Pour justifier la consommation de viande, certains invoquent la notion que celle-ci soit produite de façon biologique ou du moins « plus humaine »… Un autre prétexte utilisé est qu’il soit « moins pire », au niveau écologique, de nourrir des animaux d’élevage à l’herbe qu’au grain…

Or déjà là, il me semble pouvoir déceler au moins deux importantes failles, soit une pour chacun de ces deux raisonnements…

Premièrement, il me semble plutôt évident qu’il y a une différence assez fondamentale entre rechercher ce qui est « moins pire » et ce qui pourrait être « le mieux »… Alors pour reprendre le second des deux arguments mentionnés plus haut, si le fait de nourrir des animaux à l’herbe encoure une empreinte écologique moins grande que si on les nourrit au grain, il serait difficile de concevoir qu’elle puisse être plus réduite que celle pouvant être associée à une alimentation strictement végétale… En admettant par exemple le fait qu’il faille 13 livres de céréales pour produire une livre de viande, on peut facilement envisager que ce ratio soit moins élevé si l’animal est plutôt nourri aux fourrages… Mais il ne pourra quand même pas possiblement être inférieur à qu’il aurait fallu pour produire simplement des fruits et légumes !…

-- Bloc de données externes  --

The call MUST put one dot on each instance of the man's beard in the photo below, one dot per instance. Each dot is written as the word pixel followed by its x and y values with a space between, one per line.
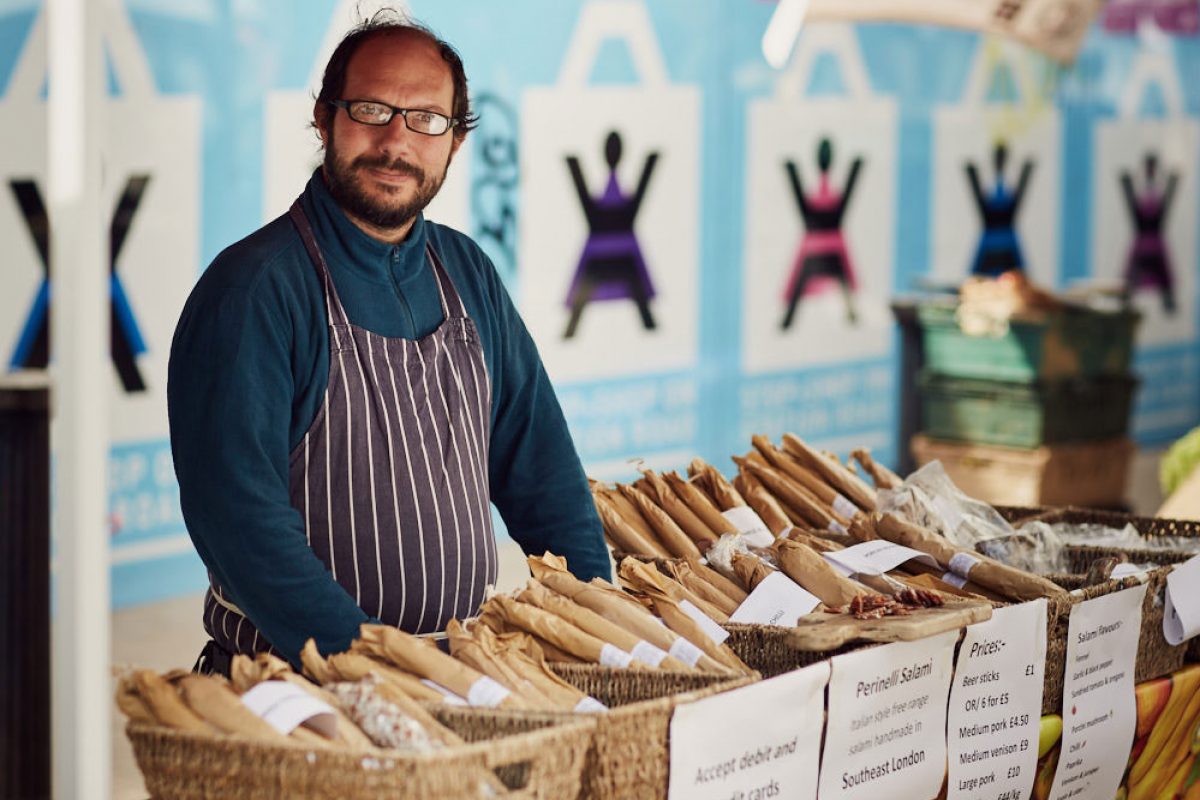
pixel 347 184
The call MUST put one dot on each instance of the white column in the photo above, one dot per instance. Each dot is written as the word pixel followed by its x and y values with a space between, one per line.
pixel 81 368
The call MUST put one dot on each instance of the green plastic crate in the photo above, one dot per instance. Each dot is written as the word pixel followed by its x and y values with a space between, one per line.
pixel 1025 414
pixel 1066 343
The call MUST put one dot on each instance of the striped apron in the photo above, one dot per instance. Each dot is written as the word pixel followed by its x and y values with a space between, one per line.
pixel 391 476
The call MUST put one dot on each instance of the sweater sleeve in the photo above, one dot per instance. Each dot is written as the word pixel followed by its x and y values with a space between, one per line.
pixel 229 400
pixel 537 479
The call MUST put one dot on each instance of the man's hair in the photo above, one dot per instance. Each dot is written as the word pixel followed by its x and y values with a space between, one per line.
pixel 383 22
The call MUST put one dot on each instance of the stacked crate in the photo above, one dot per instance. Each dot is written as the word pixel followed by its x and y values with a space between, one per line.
pixel 1035 413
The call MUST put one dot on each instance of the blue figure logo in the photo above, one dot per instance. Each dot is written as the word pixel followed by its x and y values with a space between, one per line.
pixel 999 250
pixel 611 266
pixel 1149 263
pixel 33 348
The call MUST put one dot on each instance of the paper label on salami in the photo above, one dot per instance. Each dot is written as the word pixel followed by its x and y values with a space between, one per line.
pixel 961 563
pixel 844 507
pixel 486 693
pixel 613 656
pixel 286 707
pixel 875 558
pixel 1181 619
pixel 591 705
pixel 707 624
pixel 685 651
pixel 778 600
pixel 751 527
pixel 450 697
pixel 648 654
pixel 955 581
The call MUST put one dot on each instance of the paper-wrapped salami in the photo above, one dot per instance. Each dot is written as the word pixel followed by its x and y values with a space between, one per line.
pixel 883 477
pixel 750 570
pixel 701 505
pixel 976 567
pixel 669 534
pixel 762 501
pixel 807 567
pixel 715 485
pixel 683 573
pixel 615 605
pixel 558 632
pixel 424 659
pixel 659 491
pixel 791 494
pixel 833 471
pixel 621 534
pixel 640 576
pixel 643 653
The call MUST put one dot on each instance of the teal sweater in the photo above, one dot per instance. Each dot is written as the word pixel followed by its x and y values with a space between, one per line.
pixel 249 370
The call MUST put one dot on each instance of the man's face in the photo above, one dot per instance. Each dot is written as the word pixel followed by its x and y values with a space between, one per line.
pixel 384 175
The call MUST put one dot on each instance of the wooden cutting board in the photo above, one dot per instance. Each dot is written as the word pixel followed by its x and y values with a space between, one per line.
pixel 825 631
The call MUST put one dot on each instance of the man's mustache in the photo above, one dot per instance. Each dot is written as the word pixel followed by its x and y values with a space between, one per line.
pixel 397 166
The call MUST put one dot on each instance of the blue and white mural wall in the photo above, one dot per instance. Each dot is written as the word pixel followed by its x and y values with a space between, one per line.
pixel 703 247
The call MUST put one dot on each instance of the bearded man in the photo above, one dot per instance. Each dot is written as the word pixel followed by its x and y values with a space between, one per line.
pixel 351 386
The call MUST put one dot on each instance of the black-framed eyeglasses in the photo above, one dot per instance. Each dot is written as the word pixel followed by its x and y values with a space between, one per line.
pixel 372 112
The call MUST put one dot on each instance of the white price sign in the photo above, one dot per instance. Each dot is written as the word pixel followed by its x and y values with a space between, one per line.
pixel 886 737
pixel 755 741
pixel 1099 711
pixel 996 705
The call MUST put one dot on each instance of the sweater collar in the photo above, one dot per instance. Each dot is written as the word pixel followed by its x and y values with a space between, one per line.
pixel 346 245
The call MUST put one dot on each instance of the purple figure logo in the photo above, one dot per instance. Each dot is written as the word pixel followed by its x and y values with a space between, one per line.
pixel 1000 250
pixel 822 257
pixel 611 266
pixel 1149 263
pixel 1173 16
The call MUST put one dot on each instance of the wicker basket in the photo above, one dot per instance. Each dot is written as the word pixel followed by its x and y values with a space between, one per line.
pixel 630 755
pixel 535 757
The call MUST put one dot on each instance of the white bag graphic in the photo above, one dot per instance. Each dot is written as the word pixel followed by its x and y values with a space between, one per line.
pixel 1020 199
pixel 827 280
pixel 1144 216
pixel 151 190
pixel 292 150
pixel 617 295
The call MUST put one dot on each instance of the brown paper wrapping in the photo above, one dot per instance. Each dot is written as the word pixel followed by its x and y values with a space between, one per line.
pixel 683 573
pixel 221 708
pixel 1006 581
pixel 627 510
pixel 622 535
pixel 833 471
pixel 718 487
pixel 615 605
pixel 552 629
pixel 750 570
pixel 640 576
pixel 355 666
pixel 805 566
pixel 424 659
pixel 791 494
pixel 700 504
pixel 762 501
pixel 727 587
pixel 685 626
pixel 537 594
pixel 526 659
pixel 669 534
pixel 883 477
pixel 659 491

Deuxièmement, et pour aborder la question selon une perspective purement éthique, si l’on devait demander à un animal d’élevage, disons une vache, si elle préfèrerait être tuée dans une ferme industrielle ou dans une ferme biologique, il y a d’assez bonnes chances qu’elle réponde (à supposer qu’elle puisse parler !) qu’elle préfèrerait tout simplement n’être pas tuée du tout ! Remarquons d’ailleurs qu’au temps de l’esclavage, un esclave (que ce soit à l’Antiquité ou sur les plantations de coton américaines) nous aurait, selon toute vraisemblance, répondu d’une façon similaire, si on lui avait demandé de qui il préfèrerait être l’esclave…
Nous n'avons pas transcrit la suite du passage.